Your spinal column consists of a series of bones stacked onto each other. The discs cushion the back vertebrae. These circular discs have a tough annulus around the nucleus and look like pillows. Discs between spinal vertebrae act as shock absorbers for spinal bones. A tear or rupture in the annulus pushes a disc nucleus fragment into the spinal canal, causing a herniated disc. For the spinal nerve and displaced herniated disc fragment, the spinal canal is too small. Since the disc is displaced, spinal nerves are compressed, causing significant pain.

Herniated discs can occur at any age, but they are more common in people 30–50. This illness can cause severe pain, numbness, and weakness, lowering quality of life. This disorder can occur in any part of the spine, although it is more common in the lower back (lumbar spine). It can also occur in the cervical spine (neck). The area in which pain is experienced is dependent on which part of the spine is affected.

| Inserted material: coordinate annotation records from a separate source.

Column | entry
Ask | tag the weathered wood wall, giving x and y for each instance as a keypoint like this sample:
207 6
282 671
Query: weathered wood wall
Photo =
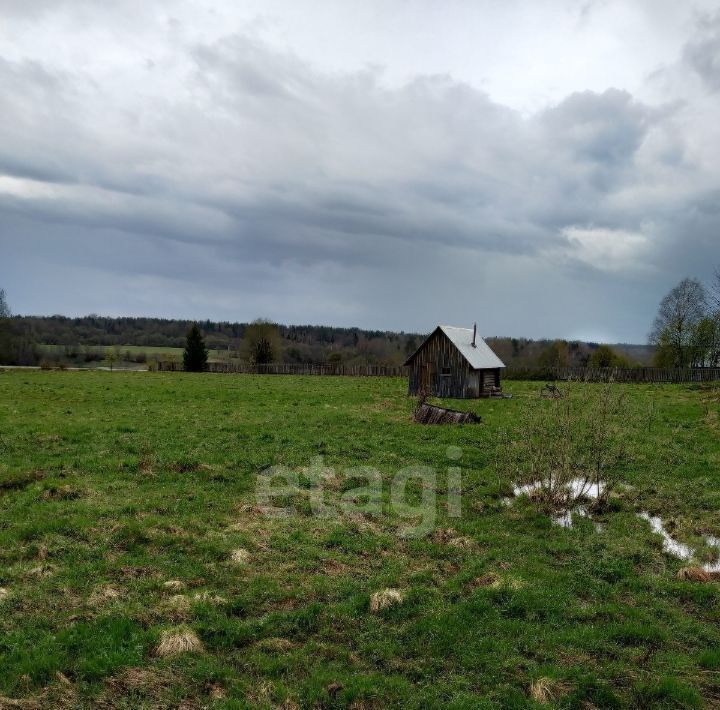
438 355
294 369
617 374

Causes of a herniated disc

A herniated disc occurs when the annulus fibrosus weakens or tears, allowing the nucleus pulposus to protrude. This can occur due to old age. Certain movements can also result in a herniated disc. While exerting force to raise an object, a disc can become displaced due to twisting or turning movements. Exerting significant force on the lower back when lifting an object of considerable size and weight can lead to the displacement of a spinal disc, often known as a slipped disc. You may be susceptible to herniated discs if you have a strenuous occupation that entails heavy lifting.

Obese individuals are more prone to experiencing a slipped disc due to the added strain on their spinal discs. Inadequate muscle strength and a sedentary lifestyle might also be factors that lead to the occurrence of a herniated disc.

Complications associated with an untreated herniated disc

Untreated, a herniated disc can cause irreversible nerve damage. Occasionally, a herniated disc might obstruct nerve signals to the cauda equina nerves in the lower back and legs. In this case, there is a possibility of experiencing a loss of control over bowel or bladder functions.

Although the symptoms of a slipped disc may show signs of improvement, they can also deteriorate. If you are no longer able to engage in the activities you were previously capable of, it is advisable to schedule an appointment with your doctor.

Symptoms of a herniated disc

Herniated disc symptoms vary by location and degree. One of the characteristic symptoms is pain, which can vary from slight discomfort to intense anguish. This pain usually extends from the lower back or neck to the arms or legs along the damaged nerve. A herniated disc in the lumbar spine (lower back) can induce sciatica, whereas one in the cervical spine (neck) can cause shoulder and arm pain. Common symptoms include discomfort, numbness, tingling, and weakness. A disc herniation in the lumbar spine can compress the sciatic nerve, causing buttocks, leg, and foot numbness or tingling. Weak muscles can make daily tasks difficult and affect coordination and balance.